Microsoft has one of the most advanced artificial intelligence tools, but it poses a risk to everyone, which is why VALL-E 2 will never see the light of day.

The advanced technology is so compelling that the company refuses to share it with the public, citing “potential risks” of misuse. VALL-E 2 is a text-to-speech generator capable of imitating a voice from just a few seconds of audio.

Microsoft trains it to recognize concepts without first feeding it any examples of those concepts, in a scenario called zero-shot learning. It is also the first of its kind to achieve “human parity,” meaning it meets or exceeds human-likeness standards.

According to Microsoft Research, VALL-E 2 can produce “accurate, natural speech in the exact voice of the original speaker, comparable to human performance.” In addition to short phrases, it can synthesize complex sentences.

To do this, AI takes advantage of two functions called: Repetition Aware Sampling and Grouped Code Modeling.

Repetition Aware Sampling addresses the problems posed by repetitive tokens, i.e. the smallest units of data that a language model can process, represented here by words or parts of words.

That is, it prevents sounds or phrases from being repeated during the decoding process, which helps to vary the system’s speech and make it sound more natural.

Microsoft says VALL-E 2 won’t be made public in the near future, as it is considered a purely research project at present.

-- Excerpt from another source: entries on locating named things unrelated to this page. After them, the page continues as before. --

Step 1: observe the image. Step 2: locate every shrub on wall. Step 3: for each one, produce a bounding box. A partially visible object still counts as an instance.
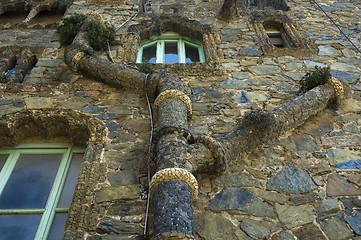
[57,14,117,51]
[85,19,116,51]
[300,66,332,93]
[56,13,86,46]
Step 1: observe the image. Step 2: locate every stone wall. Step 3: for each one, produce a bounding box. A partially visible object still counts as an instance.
[0,0,361,240]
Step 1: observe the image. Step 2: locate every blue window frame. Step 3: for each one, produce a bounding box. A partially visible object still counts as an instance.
[0,144,85,240]
[137,33,204,63]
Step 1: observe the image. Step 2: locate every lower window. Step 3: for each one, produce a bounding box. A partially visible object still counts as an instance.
[0,144,85,240]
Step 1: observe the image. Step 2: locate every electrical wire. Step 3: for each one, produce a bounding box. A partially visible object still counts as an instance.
[115,12,138,31]
[312,0,361,53]
[144,73,154,236]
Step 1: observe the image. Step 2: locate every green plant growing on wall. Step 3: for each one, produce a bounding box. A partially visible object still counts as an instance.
[79,46,96,56]
[56,13,86,46]
[138,61,154,74]
[300,66,332,93]
[85,19,117,51]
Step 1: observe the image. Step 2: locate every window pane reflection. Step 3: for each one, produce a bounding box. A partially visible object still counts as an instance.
[185,43,200,63]
[164,42,178,63]
[58,154,83,208]
[47,213,68,240]
[0,154,62,209]
[0,215,41,240]
[0,154,9,171]
[142,44,157,63]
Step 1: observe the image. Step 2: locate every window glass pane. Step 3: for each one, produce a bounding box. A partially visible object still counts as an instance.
[164,42,178,63]
[0,154,9,171]
[0,154,62,209]
[0,214,41,240]
[142,43,157,63]
[58,154,83,208]
[47,213,68,240]
[185,43,199,63]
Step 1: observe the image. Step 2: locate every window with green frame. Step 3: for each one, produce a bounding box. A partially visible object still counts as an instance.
[0,144,85,240]
[137,33,204,63]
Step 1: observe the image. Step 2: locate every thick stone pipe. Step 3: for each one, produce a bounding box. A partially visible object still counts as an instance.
[217,84,336,161]
[150,77,198,240]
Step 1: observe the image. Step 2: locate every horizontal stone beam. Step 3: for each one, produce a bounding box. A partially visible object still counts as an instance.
[218,84,335,161]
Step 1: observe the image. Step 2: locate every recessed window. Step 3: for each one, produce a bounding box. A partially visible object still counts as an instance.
[0,144,84,240]
[266,29,290,48]
[137,33,204,63]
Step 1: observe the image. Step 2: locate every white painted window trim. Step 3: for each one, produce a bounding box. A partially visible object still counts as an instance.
[136,33,205,63]
[0,144,85,240]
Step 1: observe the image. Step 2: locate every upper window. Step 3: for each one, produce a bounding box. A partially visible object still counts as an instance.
[137,33,204,63]
[0,144,84,240]
[265,28,290,48]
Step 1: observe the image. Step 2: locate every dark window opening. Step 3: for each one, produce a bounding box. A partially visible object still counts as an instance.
[29,9,65,27]
[185,43,200,63]
[266,29,290,48]
[0,9,29,26]
[143,43,157,63]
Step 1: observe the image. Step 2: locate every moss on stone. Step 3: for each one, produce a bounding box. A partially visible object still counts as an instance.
[300,66,332,93]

There are currently no plans to incorporate VALL-E 2 into a product or to expand its access to the public. It may entail potential risks in misusing the model, such as voice ID spoofing or impersonating a specific speaker.

Microsoft says that suspected misuse of VALL-E 2 can be reported via the official site.

Vishing, a combination of voice and phishing, is a type of attack in which scammers impersonate friends, family, or other trusted people over the phone.